The record is almost indefinable as a whole but under the microscope, you can begin to see its influences. There's obvious hints of Eastern dynamics within the musicianship but they're more baroque and unhinged when entwined with the Western strings and percussion. Folk laces its exterior (bells, banjo's, acoustic guitars, violins and other less mainstream instruments) and hidden shyly in the corners are tinges of post-rock (the builds, breaks and transitions). Then of course there's that ever present sense of alternative melody that we haven't yet mentioned. There's so many successful ideas woven carefully into the record's fabric that even if a certain song doesn't impress as much as its predecessor, it's still respectable and thoroughly listenable.

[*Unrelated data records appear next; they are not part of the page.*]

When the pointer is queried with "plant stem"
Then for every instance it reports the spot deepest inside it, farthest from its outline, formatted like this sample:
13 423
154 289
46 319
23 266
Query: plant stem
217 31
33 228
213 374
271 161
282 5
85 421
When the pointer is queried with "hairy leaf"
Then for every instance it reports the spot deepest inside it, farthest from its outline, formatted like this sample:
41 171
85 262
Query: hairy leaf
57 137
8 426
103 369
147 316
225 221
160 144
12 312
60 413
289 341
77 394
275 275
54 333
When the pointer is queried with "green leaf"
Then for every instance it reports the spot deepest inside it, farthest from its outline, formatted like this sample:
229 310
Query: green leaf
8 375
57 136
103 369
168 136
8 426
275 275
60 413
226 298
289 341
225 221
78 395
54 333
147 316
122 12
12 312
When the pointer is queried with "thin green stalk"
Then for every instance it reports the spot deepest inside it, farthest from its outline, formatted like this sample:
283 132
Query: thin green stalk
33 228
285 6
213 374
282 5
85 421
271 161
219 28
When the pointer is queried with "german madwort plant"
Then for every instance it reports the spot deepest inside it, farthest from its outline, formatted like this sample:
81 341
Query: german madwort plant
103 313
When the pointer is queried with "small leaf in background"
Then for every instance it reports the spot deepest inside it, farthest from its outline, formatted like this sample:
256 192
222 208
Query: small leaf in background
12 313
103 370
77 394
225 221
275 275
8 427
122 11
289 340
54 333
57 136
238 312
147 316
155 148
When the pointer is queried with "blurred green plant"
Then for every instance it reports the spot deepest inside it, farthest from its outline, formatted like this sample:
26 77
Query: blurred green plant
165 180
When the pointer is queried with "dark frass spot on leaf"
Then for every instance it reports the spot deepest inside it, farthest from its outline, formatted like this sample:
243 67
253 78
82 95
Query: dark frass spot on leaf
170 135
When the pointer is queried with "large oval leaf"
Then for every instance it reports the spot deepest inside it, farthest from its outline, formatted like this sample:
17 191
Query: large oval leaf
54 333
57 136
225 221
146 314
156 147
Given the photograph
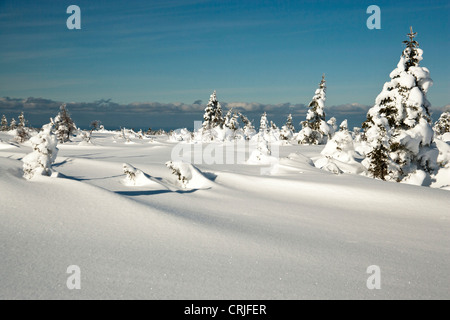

Hammer Song is the record's anthem and toys with catchy theatrics and repeated lyricism. "I am a hammer, i'll smash it in, smash it in, smash it in" repeats McKenzie as the strummed acoustic backing guitar follows him confidently. "I have a power inside my skin, inside my skin, inside my skin" he preaches again and again alongside the fantastically built rhythm. Structurally the song seems simplistic and is lighter than a lot of the other tracks on the record - from McKenzie anyway - but it works so well and knows just what to do as well as when to do it, that it can safely be considered a highlight throughout this already gleaming CD.
One of the main focal points on the record is mid-track The Living Light which can only be described as a psychedelic-folk-mind-fuck for the ages. Building and building with no need to worry about time signatures or rhythm, the song is as discordant as it is melodic and uses both members opposed vocals to add to the audible contradiction that shouldn't make sense - but does in every single aspect you can think of.
Whilst the albums positives completely outweigh it’s negatives, it has to be said that the record does tend to focus a little too much on trying out a few random tangents instead of keeping to a more narrow focus. It doesn’t detract whatsoever but it does become considerably more noticeable on repeated listens.
Ringing For The Begin Again shouldn't make sense (even it's title is a nightmare to read and understand) and that's exactly how the duo like it. It's an acquired taste in many aspects and there's so much to take in and witness, to dissect and appreciate, that many won't find the time to truly grasp and respect its beauty and originality. Both brutal and beautiful, Ringing For The Begin Again is like nothing you have witnessed before.